With Immigration a huge issue these days I thought I’d take advantage of this situation. Last Thanksgiving I spoke to several people asking them what they were thankful for, and now over the past two months I’ve been arranging audio interviews with various people who have come here.

The subjects vary based on the people but there are several general questions that I ask about both their home countries about coming to America and the circumstances that caused them to come, what they expected, what they saw, etc etc etc.

Today I am posting the first two (technically three) of these interviews for your viewing pleasure. The first is with Philippe from Haiti. he is 70 year old former member of the Boston Teachers union who came to the US in the 70’s. He sat for two audio interviews that loaded consecutively onto a single youtube file.

Of the interviews I’ve conducted so far Philippe is the most political in nature and he is anxious to follow-up so don’t be surprised if we have another half hour or more in the future.

My second interview was with Hanna from Iraq. You might remember her from this Thanksgiving video:

That gave you a hint of what was coming and believe me you’ll find the story of a girl who started out in a land where she was basically property to being a “lead” at an American company at age 23 fascinating.

I have one more interview in the bank with another young man named Alvin from El Salvador and am scheduled to conduct another with a middle-aged woman named Maria from the Dominican Republic but be aware I’m not confining these interviews to my co-workers. I’ll be speaking to an immigrant from England living in New Hampshire and am actively seeking out others from various countries to get their perspective on life in America.

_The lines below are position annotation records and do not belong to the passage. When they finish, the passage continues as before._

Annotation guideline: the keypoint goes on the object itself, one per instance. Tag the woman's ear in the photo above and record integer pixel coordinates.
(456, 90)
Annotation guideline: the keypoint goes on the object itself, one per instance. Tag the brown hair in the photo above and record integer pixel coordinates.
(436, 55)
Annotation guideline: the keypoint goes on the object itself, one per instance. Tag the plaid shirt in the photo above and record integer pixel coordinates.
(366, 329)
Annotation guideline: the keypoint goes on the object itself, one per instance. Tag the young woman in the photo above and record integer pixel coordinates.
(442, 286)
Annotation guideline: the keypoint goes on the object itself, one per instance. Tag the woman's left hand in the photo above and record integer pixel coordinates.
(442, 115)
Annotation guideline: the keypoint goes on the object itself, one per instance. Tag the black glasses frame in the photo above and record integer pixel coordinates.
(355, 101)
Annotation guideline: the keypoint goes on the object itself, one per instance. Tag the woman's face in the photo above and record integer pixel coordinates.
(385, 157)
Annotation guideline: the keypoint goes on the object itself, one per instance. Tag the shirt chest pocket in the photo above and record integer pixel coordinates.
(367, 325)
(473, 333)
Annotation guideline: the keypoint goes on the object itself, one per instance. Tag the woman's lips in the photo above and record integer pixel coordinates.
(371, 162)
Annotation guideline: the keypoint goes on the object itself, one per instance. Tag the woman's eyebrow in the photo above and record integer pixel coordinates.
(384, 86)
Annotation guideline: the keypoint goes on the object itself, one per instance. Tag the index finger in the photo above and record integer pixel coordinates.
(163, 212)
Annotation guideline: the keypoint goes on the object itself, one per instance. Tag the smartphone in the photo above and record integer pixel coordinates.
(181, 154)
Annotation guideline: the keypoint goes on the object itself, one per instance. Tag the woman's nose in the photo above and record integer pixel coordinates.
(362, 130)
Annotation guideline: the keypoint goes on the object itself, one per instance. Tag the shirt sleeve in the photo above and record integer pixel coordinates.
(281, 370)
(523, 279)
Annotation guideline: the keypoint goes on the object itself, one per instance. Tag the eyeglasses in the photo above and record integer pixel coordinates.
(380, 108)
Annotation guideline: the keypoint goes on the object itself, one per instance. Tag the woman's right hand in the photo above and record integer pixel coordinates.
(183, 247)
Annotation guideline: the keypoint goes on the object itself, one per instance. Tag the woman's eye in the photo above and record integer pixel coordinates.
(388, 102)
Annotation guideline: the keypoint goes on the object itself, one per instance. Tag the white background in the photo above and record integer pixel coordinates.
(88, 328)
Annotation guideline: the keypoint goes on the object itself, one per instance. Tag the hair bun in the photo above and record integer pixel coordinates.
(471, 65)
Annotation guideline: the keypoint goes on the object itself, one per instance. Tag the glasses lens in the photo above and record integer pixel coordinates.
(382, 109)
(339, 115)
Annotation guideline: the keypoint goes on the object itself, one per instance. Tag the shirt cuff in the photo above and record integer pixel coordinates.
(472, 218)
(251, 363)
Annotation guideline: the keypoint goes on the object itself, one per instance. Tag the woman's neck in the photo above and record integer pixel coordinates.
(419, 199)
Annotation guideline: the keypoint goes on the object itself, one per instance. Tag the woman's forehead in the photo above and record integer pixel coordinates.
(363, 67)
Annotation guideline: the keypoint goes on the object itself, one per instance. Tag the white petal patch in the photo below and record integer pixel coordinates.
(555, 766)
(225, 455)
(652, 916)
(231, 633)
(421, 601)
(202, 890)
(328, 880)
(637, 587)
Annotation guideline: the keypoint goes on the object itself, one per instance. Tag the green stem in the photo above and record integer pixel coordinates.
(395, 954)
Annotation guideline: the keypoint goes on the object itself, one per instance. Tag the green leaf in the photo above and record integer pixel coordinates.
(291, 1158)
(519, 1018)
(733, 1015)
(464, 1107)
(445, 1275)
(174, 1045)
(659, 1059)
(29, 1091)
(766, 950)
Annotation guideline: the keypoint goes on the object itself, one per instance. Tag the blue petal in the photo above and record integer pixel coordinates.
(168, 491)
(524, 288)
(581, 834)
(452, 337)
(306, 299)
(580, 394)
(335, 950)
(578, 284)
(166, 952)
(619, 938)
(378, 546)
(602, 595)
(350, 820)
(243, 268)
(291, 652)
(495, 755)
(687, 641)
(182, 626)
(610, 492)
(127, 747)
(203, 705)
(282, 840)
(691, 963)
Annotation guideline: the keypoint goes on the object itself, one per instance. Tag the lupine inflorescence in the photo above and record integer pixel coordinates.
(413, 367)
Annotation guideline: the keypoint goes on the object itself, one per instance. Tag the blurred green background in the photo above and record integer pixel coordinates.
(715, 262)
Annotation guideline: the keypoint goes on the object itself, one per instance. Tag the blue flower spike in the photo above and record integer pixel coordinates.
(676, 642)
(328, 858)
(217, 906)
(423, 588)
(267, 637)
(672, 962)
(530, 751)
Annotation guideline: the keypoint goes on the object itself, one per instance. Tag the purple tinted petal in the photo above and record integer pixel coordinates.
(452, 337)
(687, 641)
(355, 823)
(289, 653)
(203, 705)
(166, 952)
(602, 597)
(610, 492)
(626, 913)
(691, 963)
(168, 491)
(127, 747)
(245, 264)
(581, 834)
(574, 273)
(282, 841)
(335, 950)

My plan is to conduct 2-4 of these done per month and upload them first to youtube and then put them out here at the blog. I hope to build a large library of people from as many countries as I can to get a feel of how and why people come and what their perception of America was and is. Occasionally a translator will be necessary but I’m less worried about the logistics as I am getting the information and the various perspectives from different people, different cultures and different backgrounds.

I hope you find this work interesting and informative. I suspect it won’t be as sensational as what the MSM is feeding you, but it will have the virtue of being unrehearsed and unspun, which is why it will likely not have anywhere near the reach.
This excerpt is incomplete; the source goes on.